Over at Substack Andy Williams shared this beautiful piece of stop-motion animation by the artist Victor Haegelin, for a short film called An Urban Allegory, directed by Alice Rohrwacher, and street artist JR.
And this is what he had to say about it:
“This is a stop-motion animation. It must have taken the creators hours and hours to meticulously and laboriously produce this animated street art. Why didn’t they just use AI? You know why, it would have been cheating. Show your workings, as your old school teacher told you.”
While Andy is alluding to the ethical debate around the use of AI (one we certainly need to have), his post got me thinking about how AI is viewed in the creative workflow.
In my experience, there are three broad aspects to most creative projects and the writers/artists/directors who work on them.
- Developing a taste
- Conceptualisation or imagination
- Execution
Taste is the most under appreciated aspect of any creative product. It develops over several years and is the accumulation and slow composting of life experience and the art forms you expose yourself to.
The conceptualisation of a creative project emerges from the marriage:
(A desire to make some sort of impact) x (the artist’s tastes).
And finally there’s the execution. That is putting the brush to canvas, hands on the guitar, fingers on the keyboard – you get the idea.
Now, where does or can AI come into all of this?
I think the use of AI in creative projects falls somewhere on a scale. On one end, AI is used purely as a tool, and on the other it is used as an artist – in other words to replace the artist.
For instance, using AI, Photoshop can select subjects or remove objects in a photo on the click of a button. That’s using AI as a tool. But when you use Adobe Firefly or Midjourney to generate an illustration you are replacing the artist.
So, what does it mean to replace an artist.
- You need to replicate the artist’s ability to execute. This is something that AI tools are able to do.
- You need to replicate the artist’s ability to conceptualise to create some kind of an impact.
Here’s the thing. An AI tool has no taste because it has no limitations – it has been trained on pretty much everything under the sun and has no likes, dislikes, or quirks. After all one can argue that Quentin Tarantino’s sensibilities were shaped not just by the films he watched while working at a video rental store but also by all the films he missed watching because he was a limited human being.
There is a reason why Leonardo Di Caprio or Matt Damon might choose to react in a scene in a specific way – this is shaped not just by what the director’s asking them to do, but how they choose to interpret it based on their unique, and hence limited, experience.
All this hasn’t deterred “clients” from reducing the creative work they commission. But what I find is that the more they use AI to replace an artist, the weaker the emotional impact. Or rather the only emotions such creative work evokes is “How cool!” or “How pretty!”
However, when you use AI as a tool – and this means a human with his/her limited experience shaping the final creative – you unlock all the efficiencies of a powerful machine without sacrificing the impact you want the creative work to have.

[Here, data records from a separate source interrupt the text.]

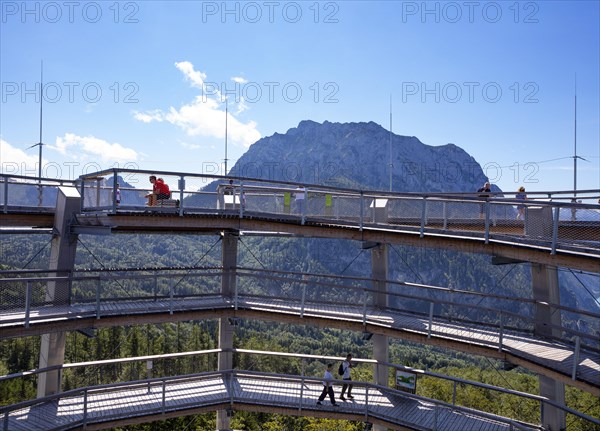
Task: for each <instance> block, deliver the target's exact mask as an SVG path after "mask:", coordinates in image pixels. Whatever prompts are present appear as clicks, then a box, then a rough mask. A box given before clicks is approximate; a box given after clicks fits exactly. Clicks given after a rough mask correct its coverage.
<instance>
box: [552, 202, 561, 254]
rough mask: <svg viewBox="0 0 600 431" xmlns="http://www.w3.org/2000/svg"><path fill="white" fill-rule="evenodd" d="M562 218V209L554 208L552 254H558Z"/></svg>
mask: <svg viewBox="0 0 600 431" xmlns="http://www.w3.org/2000/svg"><path fill="white" fill-rule="evenodd" d="M559 218H560V207H556V208H554V220H553V221H552V251H551V252H550V254H556V245H557V243H558V220H559Z"/></svg>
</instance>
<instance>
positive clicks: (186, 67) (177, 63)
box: [175, 61, 206, 89]
mask: <svg viewBox="0 0 600 431" xmlns="http://www.w3.org/2000/svg"><path fill="white" fill-rule="evenodd" d="M175 67H176V68H177V69H179V70H180V71H181V72H183V74H184V75H185V77H186V78H187V79H188V80H189V81H191V83H192V86H194V87H197V88H201V89H204V80H205V79H206V74H205V73H202V72H200V71H196V70H194V65H193V64H192V63H190V62H189V61H180V62H178V63H175Z"/></svg>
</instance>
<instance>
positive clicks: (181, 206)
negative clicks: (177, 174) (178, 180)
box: [177, 175, 185, 217]
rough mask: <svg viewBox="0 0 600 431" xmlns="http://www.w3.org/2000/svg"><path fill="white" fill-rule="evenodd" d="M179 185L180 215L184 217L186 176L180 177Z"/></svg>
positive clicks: (178, 184) (179, 178)
mask: <svg viewBox="0 0 600 431" xmlns="http://www.w3.org/2000/svg"><path fill="white" fill-rule="evenodd" d="M177 185H178V186H179V217H183V191H184V190H185V177H184V176H183V175H181V176H180V177H179V181H177Z"/></svg>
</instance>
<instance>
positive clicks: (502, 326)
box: [498, 311, 504, 352]
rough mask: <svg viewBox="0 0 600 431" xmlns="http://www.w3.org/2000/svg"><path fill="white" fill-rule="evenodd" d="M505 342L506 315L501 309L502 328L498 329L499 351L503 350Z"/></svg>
mask: <svg viewBox="0 0 600 431" xmlns="http://www.w3.org/2000/svg"><path fill="white" fill-rule="evenodd" d="M503 344H504V315H503V314H502V311H500V328H499V330H498V351H499V352H501V351H502V345H503Z"/></svg>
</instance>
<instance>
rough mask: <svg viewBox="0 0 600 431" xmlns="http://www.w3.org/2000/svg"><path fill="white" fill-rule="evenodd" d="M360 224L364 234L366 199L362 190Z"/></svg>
mask: <svg viewBox="0 0 600 431" xmlns="http://www.w3.org/2000/svg"><path fill="white" fill-rule="evenodd" d="M358 223H359V225H358V228H359V230H360V231H361V232H362V228H363V225H364V223H365V199H364V196H363V192H362V190H361V192H360V220H359V222H358Z"/></svg>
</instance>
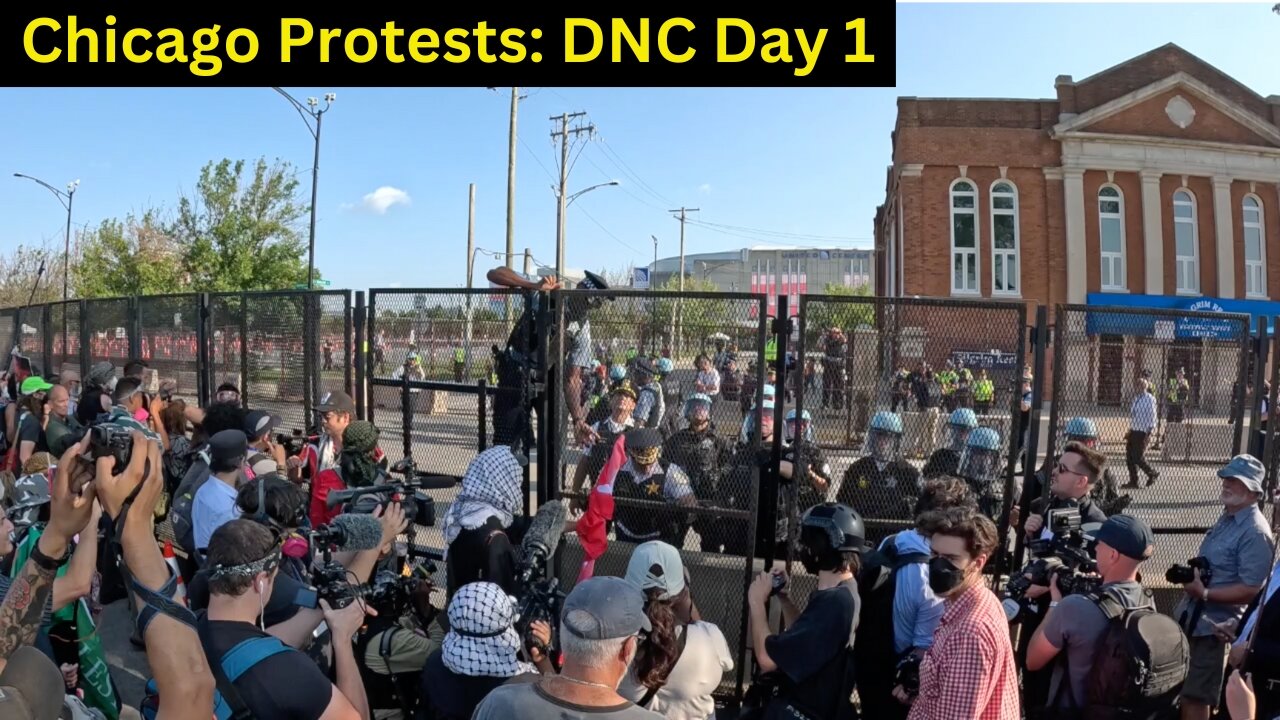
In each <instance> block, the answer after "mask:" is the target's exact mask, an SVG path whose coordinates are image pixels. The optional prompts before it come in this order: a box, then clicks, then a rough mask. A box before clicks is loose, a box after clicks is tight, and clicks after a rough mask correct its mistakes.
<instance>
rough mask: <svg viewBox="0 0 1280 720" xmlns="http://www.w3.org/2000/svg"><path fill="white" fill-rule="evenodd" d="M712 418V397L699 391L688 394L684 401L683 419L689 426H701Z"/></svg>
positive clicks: (706, 422) (697, 427) (694, 426)
mask: <svg viewBox="0 0 1280 720" xmlns="http://www.w3.org/2000/svg"><path fill="white" fill-rule="evenodd" d="M710 419H712V398H710V397H709V396H707V395H704V393H701V392H696V393H694V395H690V396H689V400H686V401H685V420H689V427H691V428H703V427H705V425H707V423H709V421H710Z"/></svg>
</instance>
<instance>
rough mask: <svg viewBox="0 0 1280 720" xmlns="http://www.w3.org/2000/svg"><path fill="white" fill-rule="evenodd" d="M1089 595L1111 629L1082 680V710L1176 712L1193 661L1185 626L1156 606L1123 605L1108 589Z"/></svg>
mask: <svg viewBox="0 0 1280 720" xmlns="http://www.w3.org/2000/svg"><path fill="white" fill-rule="evenodd" d="M1088 597H1089V600H1092V601H1093V602H1094V603H1097V606H1098V609H1100V610H1102V614H1103V615H1105V616H1106V618H1107V629H1106V632H1105V633H1103V634H1102V638H1101V639H1100V642H1098V646H1097V648H1096V650H1094V651H1093V667H1091V669H1089V674H1088V676H1087V678H1085V682H1084V687H1085V688H1087V691H1085V698H1084V703H1085V707H1084V716H1087V717H1097V719H1100V720H1106V719H1108V717H1120V716H1124V717H1161V716H1164V715H1165V714H1170V712H1172V711H1174V708H1175V707H1176V700H1178V693H1179V691H1181V687H1183V682H1184V680H1185V679H1187V669H1188V664H1189V662H1190V648H1189V646H1188V643H1187V635H1185V634H1183V632H1181V628H1179V626H1178V623H1175V621H1174V619H1172V618H1170V616H1167V615H1161V614H1160V612H1156V610H1155V609H1153V607H1152V606H1146V607H1138V609H1125V607H1124V605H1123V603H1121V602H1120V600H1119V598H1117V597H1116V596H1115V594H1111V593H1106V592H1103V593H1092V594H1089V596H1088ZM1064 676H1069V675H1064ZM1064 685H1068V683H1064Z"/></svg>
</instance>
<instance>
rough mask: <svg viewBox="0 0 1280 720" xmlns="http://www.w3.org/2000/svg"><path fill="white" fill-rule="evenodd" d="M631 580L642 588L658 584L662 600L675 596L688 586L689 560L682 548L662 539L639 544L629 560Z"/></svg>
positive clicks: (634, 550)
mask: <svg viewBox="0 0 1280 720" xmlns="http://www.w3.org/2000/svg"><path fill="white" fill-rule="evenodd" d="M627 582H628V583H631V584H634V585H636V587H637V588H640V589H641V591H648V589H649V588H658V589H659V591H662V594H660V596H659V597H658V600H671V598H673V597H676V596H677V594H680V593H681V592H684V589H685V564H684V562H682V561H681V560H680V551H678V550H676V548H675V547H673V546H671V544H667V543H664V542H662V541H650V542H646V543H643V544H637V546H636V548H635V550H634V551H631V561H630V562H628V564H627Z"/></svg>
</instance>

I would like to close this rather long post with an interesting observation made by the fantasy author, Brandon Sanderson. Science Fiction and Fantasy as a genre takes the reader into fantastical settings that fill us with wonder – whether that’s Tatooine, Middle Earth, or the USS Enterprise. And yet, Sanderson observes that setting is the least important factor in what makes a fantasy story great. “A story that has a great setting but terrible characters is generally still a bad book,” he says, “But a story with a cliched and/or not that great setting with great characters still generally a fantastic book.”